Polytechnique, l'éloquence de l'art


Photo du film Polytechnique



Progrès-dimanche
Arts Édito, dimanche, 8 février 2009, p. 34




L'éloquence de l'art

Christiane Laforge

Voilà plus de 35 ans que j'utilise les mots pour parler des artistes et de leur importance. Tout ce temps d'une carrière journalistique au cours de laquelle je n'ai jamais douté de cette conviction: l'art est la voix, le miroir, l'expression de ce que nous sommes.

Le jeune réalisateur de Polytechnique Denis Villeneuve et son équipe, producteurs, scénaristes, comédiens, en sont un exemple frappant.
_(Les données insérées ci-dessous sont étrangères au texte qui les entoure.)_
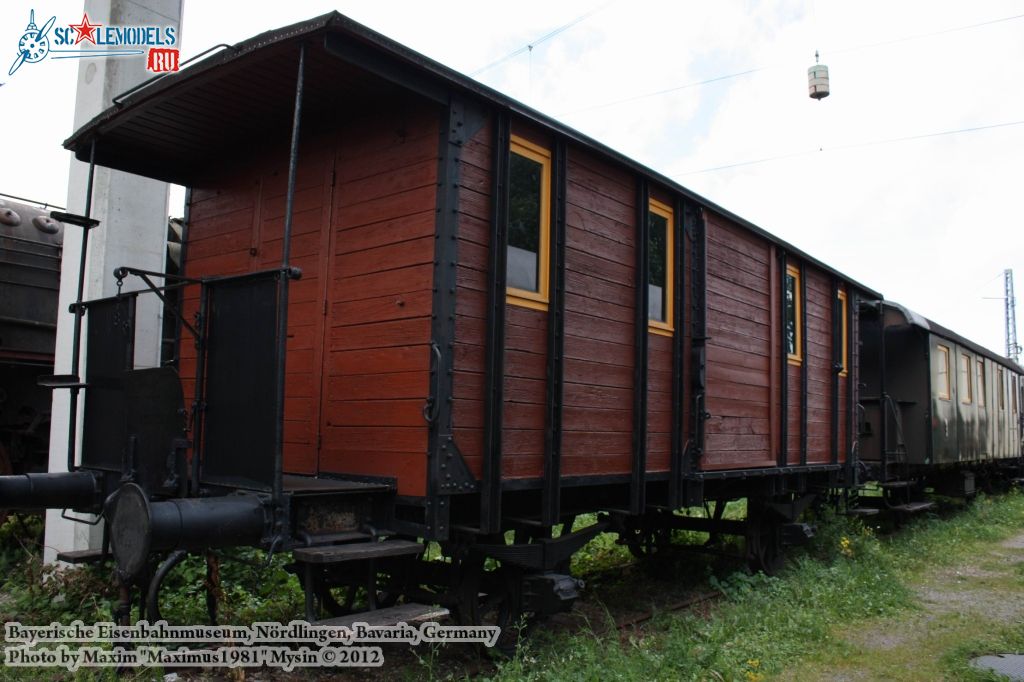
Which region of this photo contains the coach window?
[505,135,551,310]
[785,265,804,365]
[836,290,849,377]
[978,360,985,408]
[647,199,674,336]
[935,345,950,400]
[961,353,974,404]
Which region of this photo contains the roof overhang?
[65,12,882,299]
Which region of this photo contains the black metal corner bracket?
[541,138,568,525]
[683,202,711,476]
[630,176,650,514]
[480,111,512,534]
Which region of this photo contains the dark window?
[508,152,544,293]
[785,266,803,361]
[647,211,671,323]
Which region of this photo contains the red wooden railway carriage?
[6,13,880,620]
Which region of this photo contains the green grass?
[0,493,1024,682]
[485,494,1024,682]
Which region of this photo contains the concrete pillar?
[43,0,183,563]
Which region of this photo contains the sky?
[0,0,1024,353]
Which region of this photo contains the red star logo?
[68,14,102,45]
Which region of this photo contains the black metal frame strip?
[630,176,650,514]
[828,276,850,464]
[777,249,790,467]
[669,197,686,509]
[846,286,860,471]
[541,138,568,525]
[800,261,811,466]
[424,95,484,540]
[272,43,306,504]
[684,202,709,475]
[480,111,512,534]
[68,139,96,471]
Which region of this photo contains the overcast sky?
[6,0,1024,353]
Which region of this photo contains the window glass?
[785,265,803,363]
[935,346,949,400]
[978,360,985,408]
[647,200,673,331]
[505,135,551,310]
[508,152,544,293]
[961,353,974,403]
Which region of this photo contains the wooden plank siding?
[181,105,438,495]
[180,131,333,473]
[319,104,438,495]
[700,213,770,470]
[562,147,634,476]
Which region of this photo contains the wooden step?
[844,507,881,516]
[36,374,86,388]
[879,480,918,488]
[315,604,449,628]
[292,540,423,564]
[890,502,935,514]
[57,549,103,564]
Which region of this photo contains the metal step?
[292,540,423,564]
[844,507,881,516]
[890,502,935,514]
[36,374,86,388]
[299,530,373,547]
[315,604,449,628]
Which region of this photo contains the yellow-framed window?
[785,265,804,365]
[836,289,850,377]
[505,135,551,310]
[647,199,675,336]
[935,344,950,400]
[977,359,985,408]
[959,353,974,404]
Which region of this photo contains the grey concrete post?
[43,0,183,563]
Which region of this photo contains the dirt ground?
[779,534,1024,682]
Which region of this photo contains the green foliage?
[485,494,1024,682]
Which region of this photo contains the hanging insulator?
[807,50,828,99]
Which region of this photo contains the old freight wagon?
[29,13,880,620]
[859,301,1024,499]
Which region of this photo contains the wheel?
[618,516,672,559]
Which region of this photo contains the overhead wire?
[676,119,1024,177]
[557,14,1024,118]
[469,0,615,76]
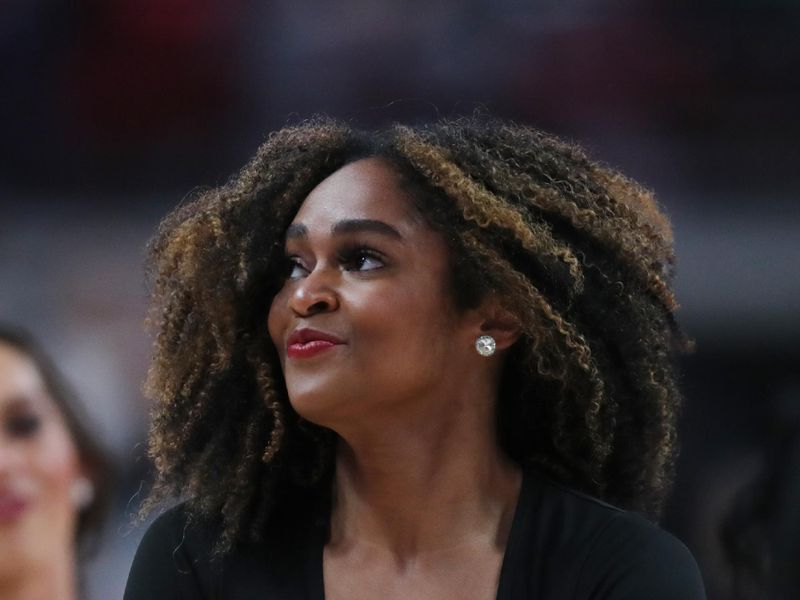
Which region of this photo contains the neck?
[330,386,521,561]
[0,552,77,600]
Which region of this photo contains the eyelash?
[5,415,42,438]
[285,245,385,279]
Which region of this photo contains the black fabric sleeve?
[124,507,208,600]
[578,513,706,600]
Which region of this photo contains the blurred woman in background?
[0,325,109,600]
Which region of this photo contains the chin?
[288,386,350,428]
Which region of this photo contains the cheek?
[31,425,80,510]
[267,289,287,350]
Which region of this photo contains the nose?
[289,265,339,317]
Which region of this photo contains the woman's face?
[269,158,488,433]
[0,342,81,577]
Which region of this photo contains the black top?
[125,473,705,600]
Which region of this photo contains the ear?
[476,297,522,350]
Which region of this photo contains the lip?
[0,493,30,525]
[286,328,344,358]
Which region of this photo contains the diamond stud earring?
[475,335,497,356]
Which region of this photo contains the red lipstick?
[0,493,29,525]
[286,329,344,358]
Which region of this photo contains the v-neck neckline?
[303,470,531,600]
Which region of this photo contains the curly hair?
[143,116,689,551]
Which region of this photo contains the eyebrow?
[286,219,403,241]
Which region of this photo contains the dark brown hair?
[145,117,687,548]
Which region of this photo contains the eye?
[4,413,42,438]
[283,256,308,279]
[339,246,386,271]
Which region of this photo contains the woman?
[126,119,703,600]
[0,326,108,600]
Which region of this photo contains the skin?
[0,342,82,600]
[268,158,521,600]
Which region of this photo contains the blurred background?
[0,0,800,600]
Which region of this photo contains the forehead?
[294,158,417,228]
[0,342,45,408]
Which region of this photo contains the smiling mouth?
[286,328,344,359]
[286,340,340,358]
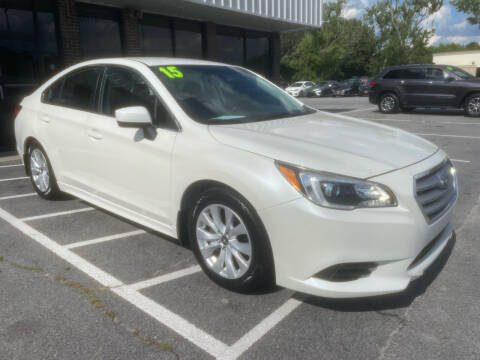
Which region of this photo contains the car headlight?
[276,162,397,210]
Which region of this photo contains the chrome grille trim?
[414,159,458,224]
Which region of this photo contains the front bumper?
[260,151,454,298]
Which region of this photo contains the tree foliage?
[450,0,480,28]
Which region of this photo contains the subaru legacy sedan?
[15,58,458,298]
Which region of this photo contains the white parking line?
[0,164,23,168]
[0,208,228,357]
[415,133,480,139]
[128,265,202,291]
[64,230,146,249]
[20,208,95,221]
[219,298,302,360]
[0,176,29,182]
[0,193,37,201]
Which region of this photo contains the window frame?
[40,64,105,114]
[96,64,182,132]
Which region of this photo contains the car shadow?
[295,237,456,312]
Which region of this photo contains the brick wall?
[121,9,142,56]
[57,0,82,66]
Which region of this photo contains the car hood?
[209,112,438,178]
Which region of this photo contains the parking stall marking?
[64,230,146,249]
[127,265,202,291]
[0,193,37,201]
[0,208,228,357]
[20,207,95,221]
[0,176,30,182]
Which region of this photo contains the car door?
[425,67,460,106]
[37,66,103,189]
[87,66,178,225]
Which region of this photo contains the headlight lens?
[277,163,397,210]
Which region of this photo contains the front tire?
[189,188,274,293]
[378,93,400,114]
[465,93,480,117]
[27,142,61,200]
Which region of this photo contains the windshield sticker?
[158,66,183,79]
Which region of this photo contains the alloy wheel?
[195,204,252,279]
[30,149,50,193]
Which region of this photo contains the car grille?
[415,160,457,223]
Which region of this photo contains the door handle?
[87,129,103,140]
[40,115,50,124]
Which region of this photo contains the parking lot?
[0,97,480,360]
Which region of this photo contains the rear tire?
[188,188,274,293]
[465,93,480,117]
[378,93,400,114]
[26,142,62,200]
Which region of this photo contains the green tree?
[450,0,480,28]
[282,0,376,81]
[365,0,442,72]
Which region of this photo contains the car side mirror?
[115,106,152,128]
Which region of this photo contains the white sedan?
[15,58,457,298]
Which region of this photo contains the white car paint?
[15,58,453,297]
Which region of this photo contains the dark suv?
[369,65,480,116]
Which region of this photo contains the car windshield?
[151,65,315,124]
[447,66,475,79]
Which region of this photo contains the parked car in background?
[307,80,337,97]
[335,78,362,96]
[285,81,315,97]
[369,64,480,116]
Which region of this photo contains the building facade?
[0,0,323,150]
[433,50,480,77]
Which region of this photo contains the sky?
[343,0,480,45]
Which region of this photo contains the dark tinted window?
[217,27,245,65]
[101,68,173,128]
[60,68,100,111]
[42,79,63,105]
[174,20,203,59]
[383,68,425,79]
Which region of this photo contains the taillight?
[13,104,22,117]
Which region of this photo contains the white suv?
[15,58,457,297]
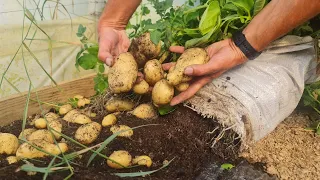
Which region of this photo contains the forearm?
[243,0,320,51]
[99,0,141,30]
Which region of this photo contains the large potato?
[152,79,174,106]
[16,139,68,159]
[129,32,161,68]
[167,48,209,86]
[63,109,91,124]
[105,98,134,112]
[27,129,54,143]
[143,59,164,86]
[0,133,19,155]
[108,52,138,93]
[75,122,101,144]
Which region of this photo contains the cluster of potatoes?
[0,95,156,169]
[108,33,209,107]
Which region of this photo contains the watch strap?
[232,31,261,60]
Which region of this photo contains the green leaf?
[113,158,174,178]
[78,53,98,70]
[158,105,176,116]
[150,30,161,44]
[199,1,220,35]
[221,163,235,170]
[253,0,266,16]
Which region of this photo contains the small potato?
[16,139,68,159]
[63,109,91,124]
[75,122,101,144]
[132,104,158,119]
[34,118,47,129]
[107,150,132,169]
[27,129,54,143]
[48,119,62,140]
[152,79,174,106]
[110,125,133,138]
[59,104,72,115]
[108,52,138,93]
[143,59,164,86]
[0,133,19,155]
[133,80,149,94]
[106,98,134,112]
[44,112,60,122]
[175,82,189,92]
[19,128,37,139]
[167,48,209,86]
[129,32,161,68]
[102,114,117,127]
[132,155,152,167]
[6,156,19,164]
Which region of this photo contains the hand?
[163,39,247,106]
[98,26,130,66]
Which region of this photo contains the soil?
[242,109,320,180]
[0,107,270,180]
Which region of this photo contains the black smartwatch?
[232,31,261,60]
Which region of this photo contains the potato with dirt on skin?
[129,32,161,68]
[131,104,158,119]
[152,79,174,106]
[108,52,138,94]
[74,122,101,144]
[175,82,189,92]
[166,48,209,86]
[16,139,68,159]
[0,133,19,155]
[133,80,150,94]
[105,98,134,112]
[18,128,37,139]
[59,104,73,115]
[143,59,164,86]
[110,125,133,138]
[63,109,91,124]
[101,114,117,127]
[27,129,54,143]
[132,155,152,167]
[107,150,132,169]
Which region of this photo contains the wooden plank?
[0,75,95,126]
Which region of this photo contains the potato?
[44,112,60,122]
[107,150,132,169]
[34,118,47,129]
[75,122,101,144]
[108,52,138,93]
[59,104,72,115]
[63,109,91,124]
[143,59,164,86]
[6,156,19,164]
[152,79,174,106]
[27,129,54,143]
[106,98,134,112]
[16,139,68,159]
[167,48,209,86]
[133,80,149,94]
[102,114,117,127]
[19,128,37,139]
[175,82,189,92]
[48,119,62,140]
[0,133,19,155]
[129,32,161,68]
[110,125,133,138]
[132,104,158,119]
[132,155,152,167]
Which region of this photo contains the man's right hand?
[98,27,130,66]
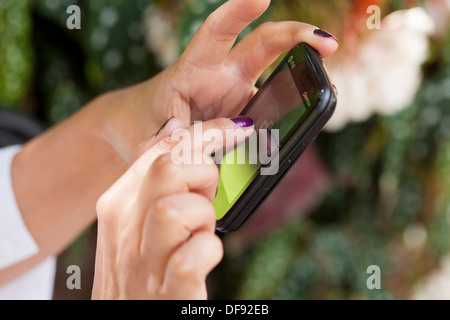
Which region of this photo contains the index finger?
[182,0,270,66]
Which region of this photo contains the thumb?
[130,117,185,166]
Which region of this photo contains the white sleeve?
[0,146,39,269]
[0,146,56,300]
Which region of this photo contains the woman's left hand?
[102,0,338,161]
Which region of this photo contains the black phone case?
[216,43,337,232]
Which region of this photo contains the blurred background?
[0,0,450,299]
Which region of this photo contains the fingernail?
[314,29,339,42]
[231,116,255,128]
[155,117,175,137]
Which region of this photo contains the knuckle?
[152,153,177,179]
[153,198,179,224]
[256,21,275,33]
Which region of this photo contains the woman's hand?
[93,118,253,299]
[0,0,338,284]
[106,0,338,161]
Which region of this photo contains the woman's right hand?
[93,118,253,299]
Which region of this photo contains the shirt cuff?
[0,146,39,269]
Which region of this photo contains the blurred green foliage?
[0,0,450,299]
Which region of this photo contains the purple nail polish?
[314,29,339,42]
[231,116,255,128]
[155,117,175,137]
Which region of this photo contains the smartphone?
[213,43,337,232]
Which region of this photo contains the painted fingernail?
[231,116,255,128]
[155,117,175,137]
[314,29,339,42]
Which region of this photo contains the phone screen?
[213,47,322,220]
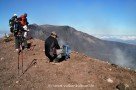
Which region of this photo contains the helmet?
[24,13,27,17]
[51,31,58,37]
[13,14,17,16]
[13,14,17,18]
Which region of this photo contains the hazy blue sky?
[0,0,136,35]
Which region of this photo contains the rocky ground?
[0,39,136,90]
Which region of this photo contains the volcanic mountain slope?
[29,24,136,69]
[0,39,136,90]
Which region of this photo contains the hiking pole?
[21,50,23,73]
[18,53,19,75]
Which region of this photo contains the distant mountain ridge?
[29,24,136,68]
[94,35,136,45]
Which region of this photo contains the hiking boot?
[53,59,59,63]
[16,49,21,54]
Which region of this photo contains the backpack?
[63,45,71,59]
[9,18,14,33]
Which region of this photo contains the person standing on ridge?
[45,32,60,62]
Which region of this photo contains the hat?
[51,31,58,37]
[13,14,17,16]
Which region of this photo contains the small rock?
[0,57,4,60]
[116,83,129,90]
[16,81,19,83]
[107,78,113,83]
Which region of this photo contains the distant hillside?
[0,39,136,90]
[29,24,136,68]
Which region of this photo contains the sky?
[0,0,136,35]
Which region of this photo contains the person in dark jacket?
[45,32,60,62]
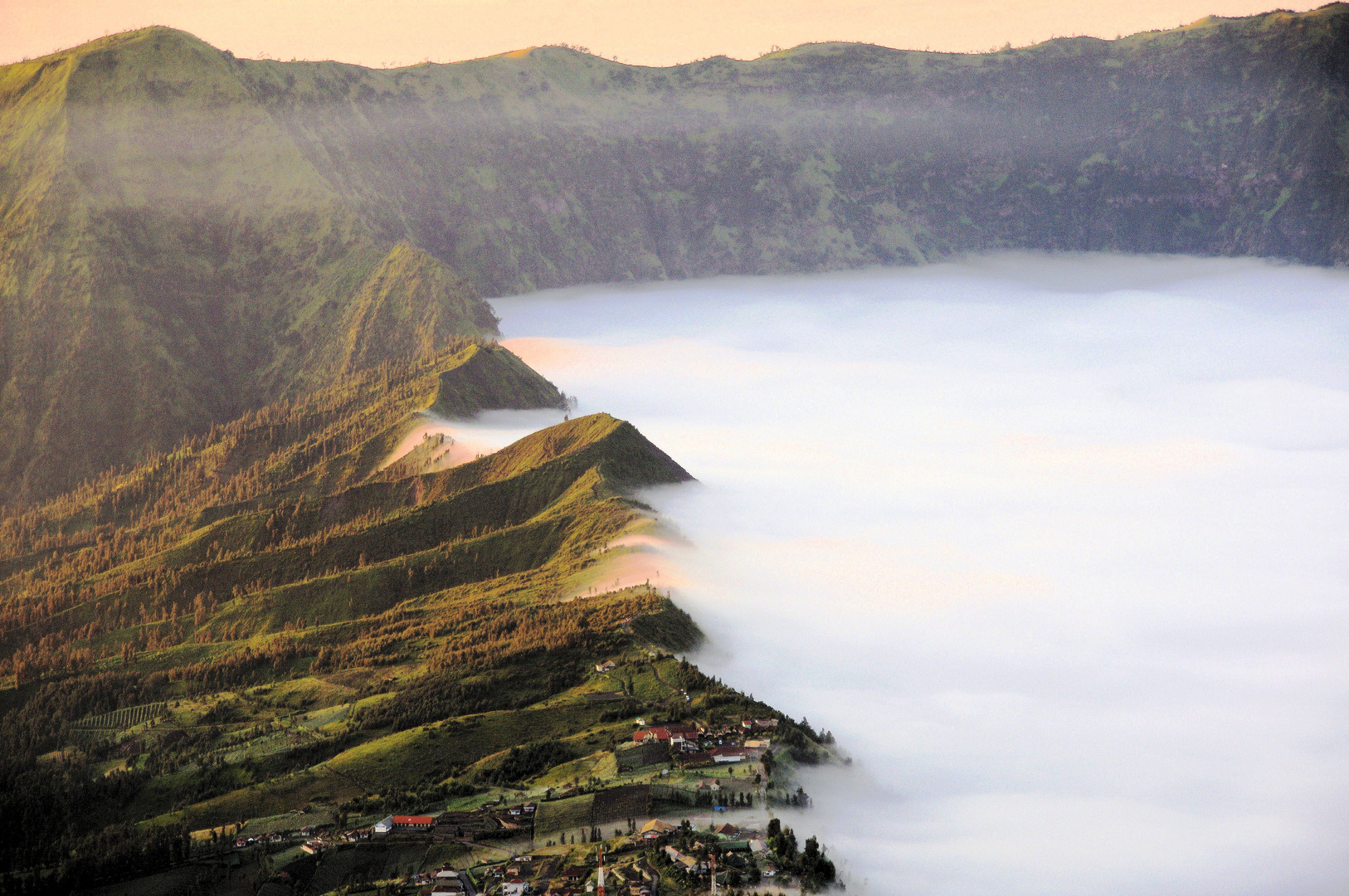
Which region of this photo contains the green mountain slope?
[0,4,1349,500]
[0,343,728,894]
[0,32,496,499]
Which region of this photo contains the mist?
[495,255,1349,896]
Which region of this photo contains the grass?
[534,793,595,840]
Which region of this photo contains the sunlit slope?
[0,336,689,679]
[0,35,495,499]
[0,4,1349,499]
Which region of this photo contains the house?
[386,815,436,831]
[642,818,679,840]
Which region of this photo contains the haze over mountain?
[0,4,1349,500]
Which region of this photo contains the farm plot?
[534,793,595,840]
[71,703,168,730]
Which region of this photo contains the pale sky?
[0,0,1319,67]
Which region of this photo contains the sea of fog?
[480,255,1349,896]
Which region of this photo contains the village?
[198,712,835,896]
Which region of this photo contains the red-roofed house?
[394,815,436,831]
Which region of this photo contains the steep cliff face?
[0,4,1349,500]
[0,31,496,504]
[236,4,1349,295]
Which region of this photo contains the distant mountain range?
[0,4,1349,502]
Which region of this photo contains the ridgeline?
[0,4,1349,500]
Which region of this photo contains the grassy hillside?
[0,4,1349,500]
[0,342,767,894]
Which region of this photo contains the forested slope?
[0,4,1349,500]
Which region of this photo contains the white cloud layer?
[495,255,1349,896]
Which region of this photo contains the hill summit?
[0,2,1349,500]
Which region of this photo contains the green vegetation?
[0,2,1349,502]
[0,342,718,894]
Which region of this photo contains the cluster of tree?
[0,756,158,892]
[767,818,838,892]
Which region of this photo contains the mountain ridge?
[0,2,1349,500]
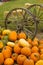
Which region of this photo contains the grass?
[0,0,43,30]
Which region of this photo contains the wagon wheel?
[5,8,37,39]
[28,4,43,30]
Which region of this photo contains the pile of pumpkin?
[0,30,43,65]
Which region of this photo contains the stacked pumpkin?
[0,30,43,65]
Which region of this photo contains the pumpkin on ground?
[14,44,21,54]
[18,39,30,47]
[0,53,4,65]
[2,29,11,35]
[0,41,4,49]
[23,59,34,65]
[7,42,15,47]
[21,47,31,56]
[35,60,43,65]
[30,53,40,62]
[2,47,12,59]
[17,54,26,65]
[18,32,26,39]
[31,46,39,53]
[4,58,14,65]
[8,31,17,41]
[11,53,18,61]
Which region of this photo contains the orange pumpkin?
[32,46,39,53]
[40,54,43,60]
[30,53,40,62]
[21,47,31,56]
[14,44,21,54]
[4,58,14,65]
[23,59,34,65]
[0,53,4,65]
[2,47,12,59]
[9,31,17,41]
[11,53,18,61]
[18,32,26,39]
[17,54,26,65]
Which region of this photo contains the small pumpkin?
[39,39,43,44]
[11,53,18,61]
[35,60,43,65]
[8,31,17,41]
[23,59,34,65]
[30,53,40,62]
[18,32,26,39]
[2,29,11,35]
[0,41,4,49]
[14,44,21,54]
[4,58,14,65]
[18,39,30,47]
[7,42,15,47]
[2,46,12,59]
[0,53,4,65]
[21,47,31,56]
[17,54,26,65]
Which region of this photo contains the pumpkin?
[2,29,11,35]
[21,47,31,56]
[18,32,26,39]
[30,53,40,62]
[39,39,43,44]
[25,3,32,8]
[31,46,39,53]
[8,31,17,41]
[0,41,4,49]
[18,39,30,47]
[4,58,14,65]
[0,53,4,65]
[2,47,12,59]
[35,60,43,65]
[40,54,43,60]
[17,54,26,65]
[23,59,34,65]
[7,42,15,47]
[11,53,18,61]
[14,44,21,54]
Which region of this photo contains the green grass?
[0,0,43,30]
Outre que le cinéma réunit plusieurs disciplines artistiques, sa finalité, à l'instar d'autres formes d'expressions artistiques, transcende le pire et le meilleur de notre humanité.

La tragédie du 6 décembre 1989, alors qu'un homme a délibérément tué 14 femmes étudiant à cette école de Montréal, suscite le désarroi, l'horreur devant la violence du geste, une infinie tristesse devant l'incompréhensible fatalité. Et pourtant, face au grand écran du cinéma Odyssée de Chicoutimi, je me suis inclinée devant une œuvre d'art magistrale.

Montrer

Le film Polytechnique dépasse l'évènement réel qui a marqué toute une population en 1989. Le scénariste Jacques Dabvidts a su aller au cœur d'un fait pour en extraire la forme.

Comment dire? Il a retenu les gestes comme le sculpteur détermine les formes. Il a situé les mots, jamais trop, jamais trop peu, comme le peintre amalgame les couleurs. Les comédiens sont devenus la toile réfléchissant l'ensemble pour en rendre l'expression voulue. La caméra a su tirer parti de chaque plan. Cette route longeant les glaces projetées à la verticale comme une toile se défaisant sous nos yeux. Ou ce couloir inversé comme pour mieux ressentir le sentiment d'un univers totalement renversé. Tant d'exemples d'un film exceptionnel que l'on pourrait citer!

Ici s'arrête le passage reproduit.